Perawat Muslim Inggris Meninggal Setelah Tertular Corona
Perawat Muslim tersebut tidak memiliki riwayat penyakit.
REPUBLIKA.CO.ID, LONDON -- Seorang perawat Muslim Inggris, Areema Nasreen (36 tahun) meninggal dunia pada Jumat (3/4) waktu setempat setelah jatuh sakit akibat virus corona atau Covid-19. Meninggalnya perawat ini merupakan kasus terbaru dalam serangkaian kematian di Layanan Kesehatan Nasional Inggris (NHS) akibat virus.
Dilansir Anadolu Agency, Sabtu (4/4), enam dari delapan korban di NHS sejauh ini adalah Muslim dengan latar belakang Asia, Afrika, dan Timur Tengah. Ibu tiga anak ini tidak memiliki riwayat penyakit yang mendasarinya dan meninggal di rumah sakit Walsall Manor, Inggris barat-tengah, tempat dia bekerja selama 16 tahun.
Nasreen mulai bekerja di rumah sakit sebagai pembantu rumah tangga dan asisten kesehatan, sebelum menyelesaikan studinya untuk menjadi perawat. Nasreen memenuhi syarat pada Januari lalu dan bekerja sebagai perawat di unit medis akut.
Muslim Inggris lainnya yang telah meninggal karena virus corona di garis depan perjuangan NHS melawan wabah tersebut adalah Mohamed Sami Shusha (79) seorang konsultan histopatologi; Alfa Saadu (68) seorang spesialis kedokteran geriatri; Amged el-Hawrani (55) konsultan telinga, hidung, dan tenggorokan; Habib Zeidi (76) seorang dokter umum, dan Adil el-Tayar (64) seorang ahli bedah.
Menurut catatan pemerintah, ada lebih dari 1,2 juta orang yang bekerja untuk Layanan Kesehatan Nasional pada Maret 2019. Data itu menunjukkan secara keseluruhan, 79,2 persen dari mereka yang etnisnya dikenal berkulit putih dan 20,7 persen berasal dari latar belakang etnis lain, termasuk Asia, kulit hitam, China, campuran, dan latar belakang lainnya.
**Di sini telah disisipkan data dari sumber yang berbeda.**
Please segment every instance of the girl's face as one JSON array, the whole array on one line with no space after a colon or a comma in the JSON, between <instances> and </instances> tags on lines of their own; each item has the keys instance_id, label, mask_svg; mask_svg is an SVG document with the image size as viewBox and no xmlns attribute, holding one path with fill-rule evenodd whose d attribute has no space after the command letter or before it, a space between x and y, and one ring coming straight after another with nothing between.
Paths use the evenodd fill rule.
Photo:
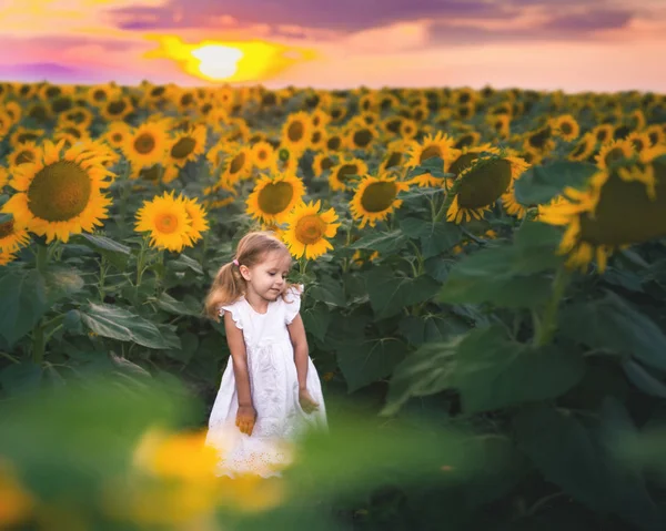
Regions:
<instances>
[{"instance_id":1,"label":"girl's face","mask_svg":"<svg viewBox=\"0 0 666 531\"><path fill-rule=\"evenodd\" d=\"M266 254L259 264L242 267L241 274L248 280L248 289L265 300L275 300L284 292L291 263L291 256L275 251Z\"/></svg>"}]
</instances>

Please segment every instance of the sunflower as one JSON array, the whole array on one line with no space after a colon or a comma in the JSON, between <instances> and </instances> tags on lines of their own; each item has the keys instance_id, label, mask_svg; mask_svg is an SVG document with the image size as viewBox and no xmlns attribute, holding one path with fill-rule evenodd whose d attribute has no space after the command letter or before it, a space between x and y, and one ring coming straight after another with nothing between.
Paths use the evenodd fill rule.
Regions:
<instances>
[{"instance_id":1,"label":"sunflower","mask_svg":"<svg viewBox=\"0 0 666 531\"><path fill-rule=\"evenodd\" d=\"M601 169L608 169L623 159L630 159L636 152L630 140L613 140L604 144L595 156L595 163Z\"/></svg>"},{"instance_id":2,"label":"sunflower","mask_svg":"<svg viewBox=\"0 0 666 531\"><path fill-rule=\"evenodd\" d=\"M264 223L283 223L305 195L305 186L295 175L264 175L248 196L246 213Z\"/></svg>"},{"instance_id":3,"label":"sunflower","mask_svg":"<svg viewBox=\"0 0 666 531\"><path fill-rule=\"evenodd\" d=\"M34 142L23 142L7 156L10 166L18 166L37 160L38 146Z\"/></svg>"},{"instance_id":4,"label":"sunflower","mask_svg":"<svg viewBox=\"0 0 666 531\"><path fill-rule=\"evenodd\" d=\"M184 202L173 194L173 191L171 194L164 192L164 195L155 196L152 201L144 201L137 212L134 231L149 232L153 247L180 253L183 247L192 245L192 219Z\"/></svg>"},{"instance_id":5,"label":"sunflower","mask_svg":"<svg viewBox=\"0 0 666 531\"><path fill-rule=\"evenodd\" d=\"M331 169L329 174L329 187L333 191L351 190L350 178L352 175L365 175L367 164L361 159L343 159L339 164Z\"/></svg>"},{"instance_id":6,"label":"sunflower","mask_svg":"<svg viewBox=\"0 0 666 531\"><path fill-rule=\"evenodd\" d=\"M225 151L223 171L220 184L225 190L232 190L239 182L248 178L252 171L252 152L242 145L232 145Z\"/></svg>"},{"instance_id":7,"label":"sunflower","mask_svg":"<svg viewBox=\"0 0 666 531\"><path fill-rule=\"evenodd\" d=\"M377 137L374 126L350 122L345 134L345 143L352 150L369 150Z\"/></svg>"},{"instance_id":8,"label":"sunflower","mask_svg":"<svg viewBox=\"0 0 666 531\"><path fill-rule=\"evenodd\" d=\"M36 161L12 167L10 185L18 192L4 205L18 225L30 232L68 242L70 234L92 232L108 217L111 200L101 190L112 176L104 155L94 144L82 142L61 151L64 143L46 141Z\"/></svg>"},{"instance_id":9,"label":"sunflower","mask_svg":"<svg viewBox=\"0 0 666 531\"><path fill-rule=\"evenodd\" d=\"M636 153L642 153L652 145L652 141L649 140L649 136L645 134L645 132L638 133L635 131L629 133L626 140L632 143L632 146Z\"/></svg>"},{"instance_id":10,"label":"sunflower","mask_svg":"<svg viewBox=\"0 0 666 531\"><path fill-rule=\"evenodd\" d=\"M596 144L596 136L592 132L585 133L578 140L578 143L574 146L567 159L569 161L586 161L593 155Z\"/></svg>"},{"instance_id":11,"label":"sunflower","mask_svg":"<svg viewBox=\"0 0 666 531\"><path fill-rule=\"evenodd\" d=\"M286 218L283 242L295 258L314 259L333 245L326 239L335 236L340 223L333 208L320 212L321 201L301 203Z\"/></svg>"},{"instance_id":12,"label":"sunflower","mask_svg":"<svg viewBox=\"0 0 666 531\"><path fill-rule=\"evenodd\" d=\"M427 135L422 143L412 141L406 167L417 167L428 159L438 157L443 160L442 171L447 172L451 159L457 153L457 150L453 147L453 139L438 132L435 136ZM420 186L436 186L444 182L443 177L435 177L430 173L417 175L417 177L421 177L417 181Z\"/></svg>"},{"instance_id":13,"label":"sunflower","mask_svg":"<svg viewBox=\"0 0 666 531\"><path fill-rule=\"evenodd\" d=\"M400 167L405 163L410 151L410 142L395 140L386 146L384 159L380 164L380 173L385 172L391 167Z\"/></svg>"},{"instance_id":14,"label":"sunflower","mask_svg":"<svg viewBox=\"0 0 666 531\"><path fill-rule=\"evenodd\" d=\"M75 108L60 115L62 125L74 125L88 129L92 123L92 113L88 109Z\"/></svg>"},{"instance_id":15,"label":"sunflower","mask_svg":"<svg viewBox=\"0 0 666 531\"><path fill-rule=\"evenodd\" d=\"M599 273L617 248L666 236L666 162L656 159L602 170L587 190L565 188L538 219L566 226L558 253L567 266L587 269L596 258Z\"/></svg>"},{"instance_id":16,"label":"sunflower","mask_svg":"<svg viewBox=\"0 0 666 531\"><path fill-rule=\"evenodd\" d=\"M162 162L168 143L169 134L164 124L148 122L139 125L125 136L122 152L132 164L132 169L137 171Z\"/></svg>"},{"instance_id":17,"label":"sunflower","mask_svg":"<svg viewBox=\"0 0 666 531\"><path fill-rule=\"evenodd\" d=\"M374 227L376 222L384 221L402 205L397 198L400 192L410 190L410 185L396 181L386 173L379 176L365 175L350 202L352 217L361 221L361 228L367 223Z\"/></svg>"},{"instance_id":18,"label":"sunflower","mask_svg":"<svg viewBox=\"0 0 666 531\"><path fill-rule=\"evenodd\" d=\"M326 132L326 142L325 150L326 151L341 151L344 149L344 136L337 130L329 130Z\"/></svg>"},{"instance_id":19,"label":"sunflower","mask_svg":"<svg viewBox=\"0 0 666 531\"><path fill-rule=\"evenodd\" d=\"M605 144L606 142L610 142L613 140L613 133L615 132L615 127L609 123L603 123L594 127L591 133L594 135L595 141L599 144Z\"/></svg>"},{"instance_id":20,"label":"sunflower","mask_svg":"<svg viewBox=\"0 0 666 531\"><path fill-rule=\"evenodd\" d=\"M40 140L44 134L43 129L28 129L19 125L9 137L9 143L16 150L19 144L24 142L34 142Z\"/></svg>"},{"instance_id":21,"label":"sunflower","mask_svg":"<svg viewBox=\"0 0 666 531\"><path fill-rule=\"evenodd\" d=\"M566 142L576 140L581 134L581 126L578 125L578 122L576 122L576 119L571 114L563 114L562 116L553 119L551 127L553 129L553 134L555 136L559 136Z\"/></svg>"},{"instance_id":22,"label":"sunflower","mask_svg":"<svg viewBox=\"0 0 666 531\"><path fill-rule=\"evenodd\" d=\"M108 122L124 120L132 111L132 102L123 95L105 101L100 108L100 114Z\"/></svg>"},{"instance_id":23,"label":"sunflower","mask_svg":"<svg viewBox=\"0 0 666 531\"><path fill-rule=\"evenodd\" d=\"M312 161L312 173L315 177L321 177L326 170L331 170L335 164L335 156L329 153L317 153Z\"/></svg>"},{"instance_id":24,"label":"sunflower","mask_svg":"<svg viewBox=\"0 0 666 531\"><path fill-rule=\"evenodd\" d=\"M252 163L259 170L271 167L273 146L265 141L260 141L252 146Z\"/></svg>"},{"instance_id":25,"label":"sunflower","mask_svg":"<svg viewBox=\"0 0 666 531\"><path fill-rule=\"evenodd\" d=\"M659 125L659 124L650 125L649 127L646 127L646 130L644 132L649 137L649 141L652 142L652 146L666 143L666 133L664 132L664 129L662 127L662 125Z\"/></svg>"},{"instance_id":26,"label":"sunflower","mask_svg":"<svg viewBox=\"0 0 666 531\"><path fill-rule=\"evenodd\" d=\"M531 131L524 136L523 149L536 151L537 153L547 153L555 147L552 136L553 129L549 125Z\"/></svg>"},{"instance_id":27,"label":"sunflower","mask_svg":"<svg viewBox=\"0 0 666 531\"><path fill-rule=\"evenodd\" d=\"M194 244L203 237L201 233L204 233L210 228L205 218L205 211L195 198L183 197L182 202L191 224L188 236L190 237L190 242Z\"/></svg>"},{"instance_id":28,"label":"sunflower","mask_svg":"<svg viewBox=\"0 0 666 531\"><path fill-rule=\"evenodd\" d=\"M0 210L2 214L8 214L4 208ZM21 247L30 243L28 229L18 225L13 217L8 221L0 222L0 253L13 254Z\"/></svg>"},{"instance_id":29,"label":"sunflower","mask_svg":"<svg viewBox=\"0 0 666 531\"><path fill-rule=\"evenodd\" d=\"M111 122L101 139L111 147L122 149L131 134L132 127L125 122Z\"/></svg>"},{"instance_id":30,"label":"sunflower","mask_svg":"<svg viewBox=\"0 0 666 531\"><path fill-rule=\"evenodd\" d=\"M472 217L483 218L488 211L527 169L519 157L491 155L480 157L455 180L451 194L453 201L446 212L446 221L460 224Z\"/></svg>"},{"instance_id":31,"label":"sunflower","mask_svg":"<svg viewBox=\"0 0 666 531\"><path fill-rule=\"evenodd\" d=\"M169 160L183 167L188 161L195 161L205 149L205 125L195 125L181 131L169 142Z\"/></svg>"},{"instance_id":32,"label":"sunflower","mask_svg":"<svg viewBox=\"0 0 666 531\"><path fill-rule=\"evenodd\" d=\"M310 115L301 111L290 114L282 126L282 145L293 152L302 152L310 145L312 123Z\"/></svg>"}]
</instances>

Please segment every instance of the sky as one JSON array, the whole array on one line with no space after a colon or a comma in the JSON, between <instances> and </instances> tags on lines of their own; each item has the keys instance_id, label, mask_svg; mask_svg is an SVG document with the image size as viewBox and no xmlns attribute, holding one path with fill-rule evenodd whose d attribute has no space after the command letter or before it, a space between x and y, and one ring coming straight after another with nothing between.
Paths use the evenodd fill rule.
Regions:
<instances>
[{"instance_id":1,"label":"sky","mask_svg":"<svg viewBox=\"0 0 666 531\"><path fill-rule=\"evenodd\" d=\"M0 0L3 81L219 85L191 50L248 42L268 88L666 93L666 0Z\"/></svg>"}]
</instances>

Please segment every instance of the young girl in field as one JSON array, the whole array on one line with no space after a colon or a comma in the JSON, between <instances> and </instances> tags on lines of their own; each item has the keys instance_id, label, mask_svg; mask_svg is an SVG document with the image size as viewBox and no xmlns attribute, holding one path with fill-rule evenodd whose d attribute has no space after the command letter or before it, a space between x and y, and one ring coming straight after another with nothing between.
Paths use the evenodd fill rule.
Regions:
<instances>
[{"instance_id":1,"label":"young girl in field","mask_svg":"<svg viewBox=\"0 0 666 531\"><path fill-rule=\"evenodd\" d=\"M209 419L216 476L281 476L305 429L327 429L321 382L300 315L303 286L291 285L286 246L269 232L245 235L205 299L224 319L231 357Z\"/></svg>"}]
</instances>

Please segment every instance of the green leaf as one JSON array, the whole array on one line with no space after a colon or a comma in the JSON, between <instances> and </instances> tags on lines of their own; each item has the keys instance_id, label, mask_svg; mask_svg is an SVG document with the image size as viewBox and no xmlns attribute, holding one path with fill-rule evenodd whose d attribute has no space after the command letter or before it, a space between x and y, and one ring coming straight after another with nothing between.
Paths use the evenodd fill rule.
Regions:
<instances>
[{"instance_id":1,"label":"green leaf","mask_svg":"<svg viewBox=\"0 0 666 531\"><path fill-rule=\"evenodd\" d=\"M461 227L453 223L433 223L416 217L405 217L400 226L407 236L421 241L424 258L431 258L453 248L463 237Z\"/></svg>"},{"instance_id":2,"label":"green leaf","mask_svg":"<svg viewBox=\"0 0 666 531\"><path fill-rule=\"evenodd\" d=\"M49 309L44 277L37 270L12 270L0 277L0 335L13 346Z\"/></svg>"},{"instance_id":3,"label":"green leaf","mask_svg":"<svg viewBox=\"0 0 666 531\"><path fill-rule=\"evenodd\" d=\"M148 348L170 349L173 341L164 338L151 321L127 309L89 303L80 308L81 320L91 331L119 341L134 341Z\"/></svg>"},{"instance_id":4,"label":"green leaf","mask_svg":"<svg viewBox=\"0 0 666 531\"><path fill-rule=\"evenodd\" d=\"M331 324L331 313L325 306L316 305L312 308L301 310L303 325L305 329L320 340L324 340L329 325Z\"/></svg>"},{"instance_id":5,"label":"green leaf","mask_svg":"<svg viewBox=\"0 0 666 531\"><path fill-rule=\"evenodd\" d=\"M460 344L452 385L461 392L463 410L480 412L556 398L584 374L578 353L515 343L491 327L471 330Z\"/></svg>"},{"instance_id":6,"label":"green leaf","mask_svg":"<svg viewBox=\"0 0 666 531\"><path fill-rule=\"evenodd\" d=\"M173 315L188 315L192 317L201 317L201 312L195 312L184 303L174 299L167 292L162 293L157 300L158 306L164 312Z\"/></svg>"},{"instance_id":7,"label":"green leaf","mask_svg":"<svg viewBox=\"0 0 666 531\"><path fill-rule=\"evenodd\" d=\"M613 292L602 299L566 306L561 333L591 348L630 354L644 364L666 372L666 335Z\"/></svg>"},{"instance_id":8,"label":"green leaf","mask_svg":"<svg viewBox=\"0 0 666 531\"><path fill-rule=\"evenodd\" d=\"M203 269L201 268L201 264L196 262L194 258L190 258L185 254L180 254L178 258L169 261L168 266L170 269L176 272L184 272L185 269L192 269L198 275L203 275Z\"/></svg>"},{"instance_id":9,"label":"green leaf","mask_svg":"<svg viewBox=\"0 0 666 531\"><path fill-rule=\"evenodd\" d=\"M23 361L0 370L0 384L8 395L33 392L41 387L43 369L39 365Z\"/></svg>"},{"instance_id":10,"label":"green leaf","mask_svg":"<svg viewBox=\"0 0 666 531\"><path fill-rule=\"evenodd\" d=\"M395 338L370 339L336 350L349 392L391 375L405 353L406 346Z\"/></svg>"},{"instance_id":11,"label":"green leaf","mask_svg":"<svg viewBox=\"0 0 666 531\"><path fill-rule=\"evenodd\" d=\"M596 172L597 167L586 162L555 161L533 166L516 181L516 200L526 206L548 203L567 186L584 187Z\"/></svg>"},{"instance_id":12,"label":"green leaf","mask_svg":"<svg viewBox=\"0 0 666 531\"><path fill-rule=\"evenodd\" d=\"M638 529L663 529L642 478L608 449L616 421L604 410L602 430L586 428L569 412L541 407L519 412L515 428L519 446L546 481L602 514L617 514Z\"/></svg>"},{"instance_id":13,"label":"green leaf","mask_svg":"<svg viewBox=\"0 0 666 531\"><path fill-rule=\"evenodd\" d=\"M98 252L119 270L124 270L128 265L130 247L114 239L98 234L82 233L72 237L72 241Z\"/></svg>"},{"instance_id":14,"label":"green leaf","mask_svg":"<svg viewBox=\"0 0 666 531\"><path fill-rule=\"evenodd\" d=\"M666 382L658 380L633 359L625 361L623 368L627 378L646 395L666 398Z\"/></svg>"},{"instance_id":15,"label":"green leaf","mask_svg":"<svg viewBox=\"0 0 666 531\"><path fill-rule=\"evenodd\" d=\"M333 277L324 276L309 287L306 295L314 300L331 304L333 306L346 306L342 282Z\"/></svg>"},{"instance_id":16,"label":"green leaf","mask_svg":"<svg viewBox=\"0 0 666 531\"><path fill-rule=\"evenodd\" d=\"M402 249L406 245L407 238L402 231L392 231L390 233L372 231L350 245L350 248L372 249L377 251L382 255L389 255Z\"/></svg>"},{"instance_id":17,"label":"green leaf","mask_svg":"<svg viewBox=\"0 0 666 531\"><path fill-rule=\"evenodd\" d=\"M50 267L44 274L49 306L83 289L85 282L73 267Z\"/></svg>"},{"instance_id":18,"label":"green leaf","mask_svg":"<svg viewBox=\"0 0 666 531\"><path fill-rule=\"evenodd\" d=\"M380 266L365 275L370 304L377 319L400 314L405 307L433 298L440 284L430 276L397 276L390 267Z\"/></svg>"},{"instance_id":19,"label":"green leaf","mask_svg":"<svg viewBox=\"0 0 666 531\"><path fill-rule=\"evenodd\" d=\"M542 305L551 295L546 275L516 275L512 272L515 251L485 248L453 266L438 299L450 304L492 303L507 308Z\"/></svg>"}]
</instances>

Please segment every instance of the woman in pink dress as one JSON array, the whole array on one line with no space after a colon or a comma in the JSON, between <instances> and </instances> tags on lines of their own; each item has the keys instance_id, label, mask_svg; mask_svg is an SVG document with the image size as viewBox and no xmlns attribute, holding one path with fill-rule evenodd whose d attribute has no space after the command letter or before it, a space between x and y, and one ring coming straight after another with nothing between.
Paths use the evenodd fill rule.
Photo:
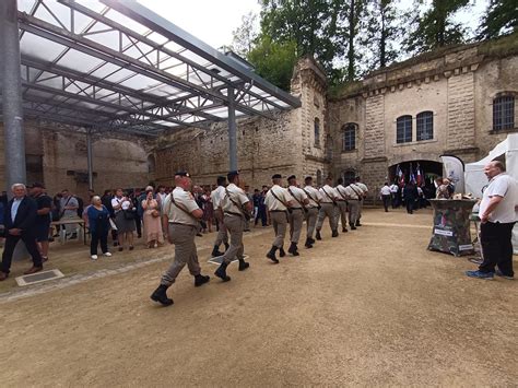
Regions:
<instances>
[{"instance_id":1,"label":"woman in pink dress","mask_svg":"<svg viewBox=\"0 0 518 388\"><path fill-rule=\"evenodd\" d=\"M142 209L144 210L143 223L144 234L148 242L148 248L156 248L158 244L164 243L164 235L162 233L162 224L160 219L158 201L153 198L153 190L145 191L145 199L142 201Z\"/></svg>"}]
</instances>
Namun, ketika melihat angka-angka hanya untuk peran medis, daripada juga termasuk peran non-medis, jumlah staf kulit putih turun menjadi 55,6 persen dan jumlah staf etnis minoritas naik menjadi 44,4 persen. Sejak muncul di Wuhan, China, Desember lalu, corona virus novel telah menyebar ke setidaknya 181 negara dan wilayah.
Data yang dikumpulkan oleh Johns Hopkins University yang berbasis di AS menunjukkan infeksi di seluruh dunia melonjak melewati satu juta, dengan lebih dari 58 ribu kematian. Lebih dari 225 ribu orang telah pulih.